Abstract: This paper presents the first-ever compile-time method for
allocating a portion of the heap data to scratch-pad memory. A scratch-pad is a
fast directly addressed compiler-managed SRAM memory that replaces the
hardware-managed cache. It is motivated by its better real-time guarantees vs
cache and by its significantly lower overheads in access time, energy
consumption, area and overall runtime. Existing compiler methods for allocating
data to scratch-pad are able to place only global and stack data in scratch-pad
memory; heap data is allocated entirely in DRAM, resulting in poor performance.

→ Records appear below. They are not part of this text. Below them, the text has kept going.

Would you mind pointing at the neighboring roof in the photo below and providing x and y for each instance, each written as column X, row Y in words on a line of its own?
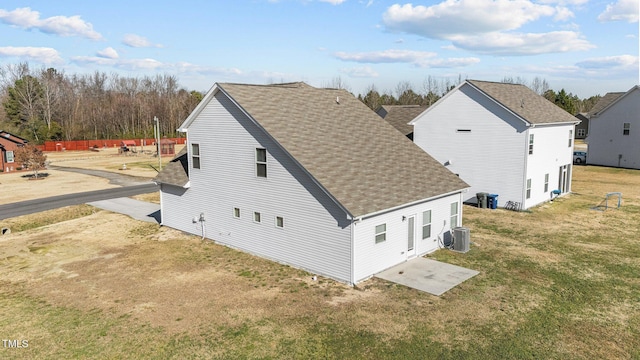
column 357, row 157
column 524, row 102
column 608, row 100
column 176, row 172
column 400, row 115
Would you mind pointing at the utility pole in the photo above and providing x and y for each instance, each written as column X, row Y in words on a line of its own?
column 156, row 132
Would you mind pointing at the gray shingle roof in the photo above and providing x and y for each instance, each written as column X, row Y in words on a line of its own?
column 604, row 102
column 176, row 172
column 399, row 115
column 360, row 159
column 524, row 102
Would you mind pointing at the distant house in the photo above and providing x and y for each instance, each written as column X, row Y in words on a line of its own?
column 307, row 177
column 501, row 139
column 399, row 116
column 614, row 134
column 8, row 144
column 582, row 128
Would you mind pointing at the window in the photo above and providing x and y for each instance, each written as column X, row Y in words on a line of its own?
column 426, row 224
column 546, row 183
column 381, row 233
column 195, row 156
column 454, row 215
column 261, row 162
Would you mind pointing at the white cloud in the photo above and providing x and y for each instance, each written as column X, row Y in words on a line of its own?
column 418, row 58
column 138, row 41
column 333, row 2
column 360, row 72
column 523, row 44
column 58, row 25
column 109, row 53
column 628, row 62
column 40, row 54
column 487, row 26
column 622, row 10
column 453, row 17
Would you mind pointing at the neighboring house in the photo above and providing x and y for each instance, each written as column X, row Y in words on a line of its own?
column 582, row 129
column 614, row 135
column 399, row 116
column 8, row 144
column 502, row 139
column 307, row 177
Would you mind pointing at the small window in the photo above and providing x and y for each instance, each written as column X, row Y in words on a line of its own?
column 261, row 162
column 546, row 183
column 454, row 215
column 381, row 233
column 570, row 137
column 195, row 156
column 426, row 224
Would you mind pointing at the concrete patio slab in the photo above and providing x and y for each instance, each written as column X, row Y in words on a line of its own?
column 139, row 210
column 431, row 276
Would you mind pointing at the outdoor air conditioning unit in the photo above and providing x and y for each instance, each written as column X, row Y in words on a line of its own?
column 461, row 239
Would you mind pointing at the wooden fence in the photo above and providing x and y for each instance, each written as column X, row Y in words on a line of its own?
column 72, row 145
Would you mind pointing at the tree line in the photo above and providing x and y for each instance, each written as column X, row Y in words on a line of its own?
column 48, row 104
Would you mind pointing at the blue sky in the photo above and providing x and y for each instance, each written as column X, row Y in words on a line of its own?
column 587, row 47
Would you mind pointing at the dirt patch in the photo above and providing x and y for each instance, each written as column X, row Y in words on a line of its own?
column 16, row 187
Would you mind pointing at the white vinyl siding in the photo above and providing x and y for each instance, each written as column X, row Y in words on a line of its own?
column 316, row 233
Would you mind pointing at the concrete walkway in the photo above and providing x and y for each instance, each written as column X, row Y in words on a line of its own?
column 427, row 275
column 139, row 210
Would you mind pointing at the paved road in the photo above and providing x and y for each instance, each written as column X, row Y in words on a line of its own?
column 54, row 202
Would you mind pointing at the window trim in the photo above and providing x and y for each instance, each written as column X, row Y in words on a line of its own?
column 426, row 224
column 195, row 157
column 546, row 183
column 455, row 215
column 380, row 235
column 12, row 156
column 261, row 163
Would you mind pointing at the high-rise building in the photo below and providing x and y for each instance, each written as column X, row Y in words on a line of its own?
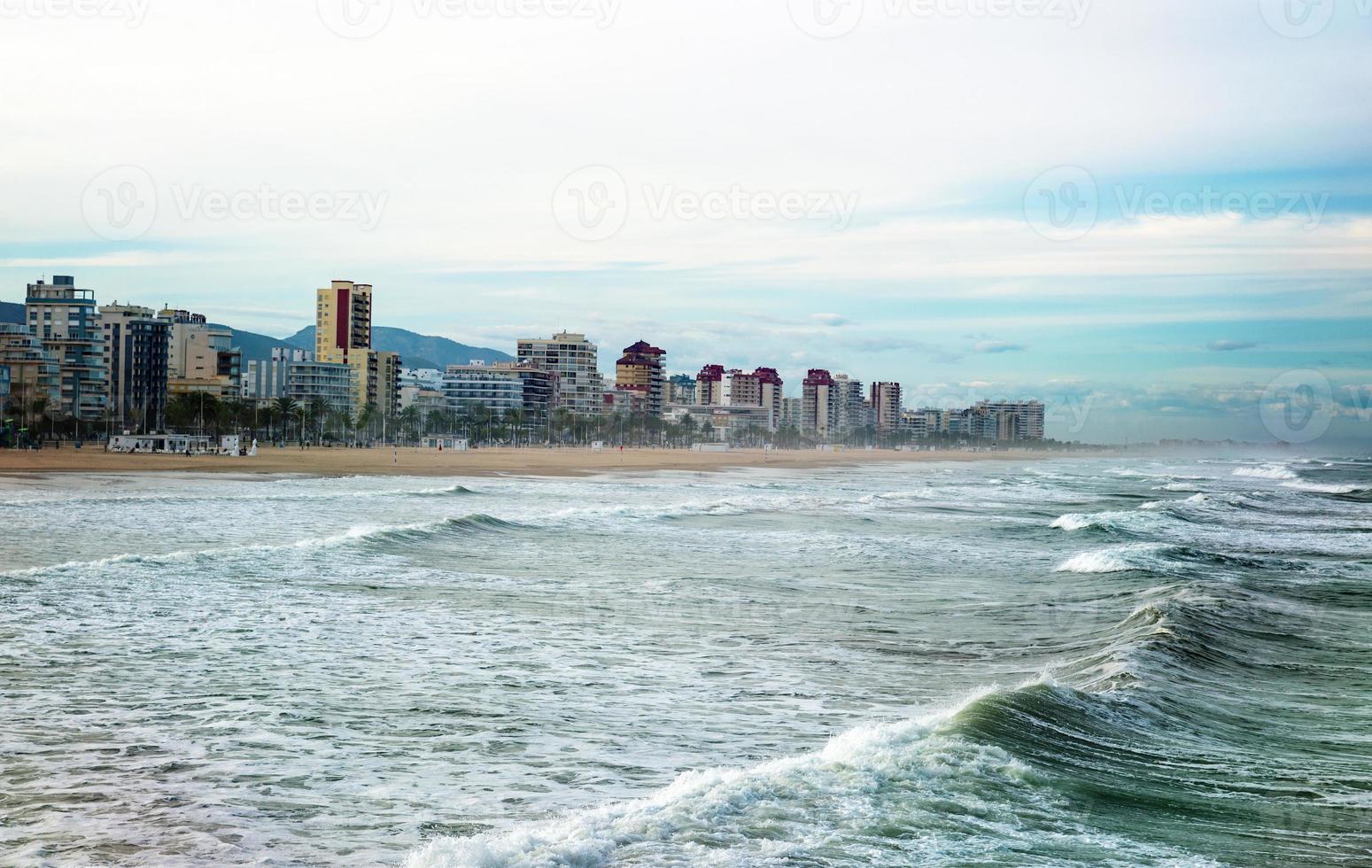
column 852, row 413
column 344, row 337
column 65, row 320
column 574, row 360
column 200, row 357
column 681, row 390
column 642, row 369
column 760, row 388
column 329, row 383
column 1016, row 420
column 33, row 370
column 501, row 387
column 821, row 403
column 885, row 403
column 265, row 380
column 342, row 322
column 709, row 385
column 136, row 354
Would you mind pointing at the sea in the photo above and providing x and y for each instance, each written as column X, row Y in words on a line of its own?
column 1089, row 661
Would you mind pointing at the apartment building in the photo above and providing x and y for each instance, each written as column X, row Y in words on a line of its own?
column 574, row 360
column 852, row 409
column 65, row 318
column 501, row 387
column 1017, row 420
column 709, row 385
column 681, row 390
column 885, row 405
column 760, row 388
column 135, row 355
column 265, row 380
column 33, row 370
column 642, row 369
column 821, row 403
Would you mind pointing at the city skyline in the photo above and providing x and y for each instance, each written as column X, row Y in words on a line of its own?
column 1213, row 245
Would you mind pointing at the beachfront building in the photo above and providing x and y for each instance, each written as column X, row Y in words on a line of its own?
column 35, row 372
column 925, row 422
column 66, row 322
column 265, row 380
column 427, row 400
column 420, row 377
column 200, row 357
column 1016, row 420
column 135, row 357
column 344, row 337
column 821, row 405
column 681, row 390
column 885, row 405
column 620, row 399
column 642, row 369
column 726, row 424
column 709, row 385
column 760, row 388
column 852, row 410
column 500, row 388
column 342, row 322
column 331, row 383
column 574, row 360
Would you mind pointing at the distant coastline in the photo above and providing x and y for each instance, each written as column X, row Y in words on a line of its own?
column 531, row 461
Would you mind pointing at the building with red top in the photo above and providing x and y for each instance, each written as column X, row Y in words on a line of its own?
column 819, row 403
column 644, row 369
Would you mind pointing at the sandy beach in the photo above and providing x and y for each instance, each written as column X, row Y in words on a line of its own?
column 477, row 462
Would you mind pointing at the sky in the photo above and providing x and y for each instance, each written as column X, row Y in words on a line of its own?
column 1156, row 217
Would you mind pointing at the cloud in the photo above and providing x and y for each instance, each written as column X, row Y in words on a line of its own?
column 996, row 345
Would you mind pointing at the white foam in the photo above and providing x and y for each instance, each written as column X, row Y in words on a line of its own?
column 1107, row 560
column 1269, row 470
column 1072, row 522
column 727, row 804
column 1323, row 488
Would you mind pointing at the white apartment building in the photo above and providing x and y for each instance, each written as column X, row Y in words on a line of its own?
column 575, row 362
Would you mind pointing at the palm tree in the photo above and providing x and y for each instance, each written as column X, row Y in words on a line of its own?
column 365, row 418
column 285, row 407
column 409, row 420
column 317, row 409
column 515, row 418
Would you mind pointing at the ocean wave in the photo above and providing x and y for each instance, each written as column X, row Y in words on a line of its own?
column 1324, row 487
column 1117, row 560
column 1269, row 470
column 937, row 794
column 357, row 534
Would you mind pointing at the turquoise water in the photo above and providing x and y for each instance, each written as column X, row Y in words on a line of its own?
column 1092, row 661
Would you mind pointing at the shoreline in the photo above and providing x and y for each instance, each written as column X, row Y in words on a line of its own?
column 417, row 461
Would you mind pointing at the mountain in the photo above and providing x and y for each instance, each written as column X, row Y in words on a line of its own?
column 260, row 345
column 416, row 350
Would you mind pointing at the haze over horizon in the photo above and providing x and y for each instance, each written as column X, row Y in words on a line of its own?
column 740, row 185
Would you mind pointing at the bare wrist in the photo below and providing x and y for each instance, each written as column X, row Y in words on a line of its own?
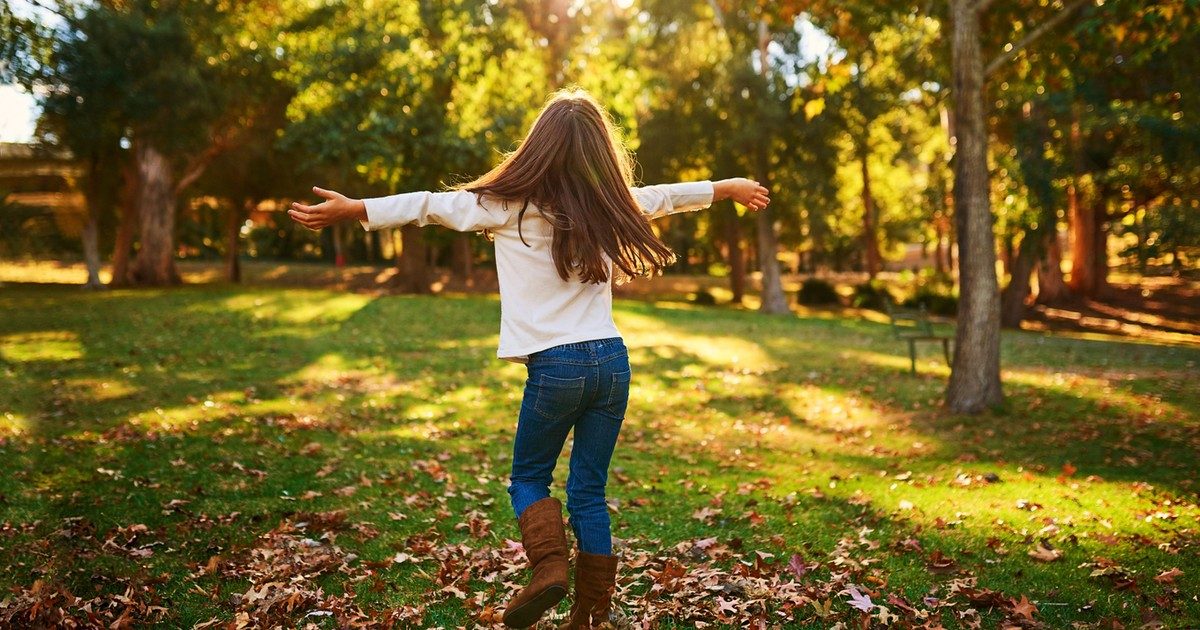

Runtime methods based on software caching can place heap data in scratch-pad,
but because of their high overheads from software address translation, they
have not been successful, especially for heap data. In this paper we present a dynamic yet compiler-directed allocation
method for heap data that for the first time, (i) is able to place a portion of
the heap data in scratch-pad; (ii) has no software-caching tags; (iii) requires
no run-time per-access extra address translation; and (iv) is able to move heap
data back and forth between scratch-pad and DRAM to better track the program's
locality characteristics. With our method, global, stack and heap variables can
share the same scratch-pad. When compared to placing all heap variables in DRAM
and only global and stack data in scratch-pad, our results show that our method
reduces the average runtime of our benchmarks by 34.6%, and the average power
consumption by 39.9%, for the same size of scratch-pad fixed at 5% of total
data size.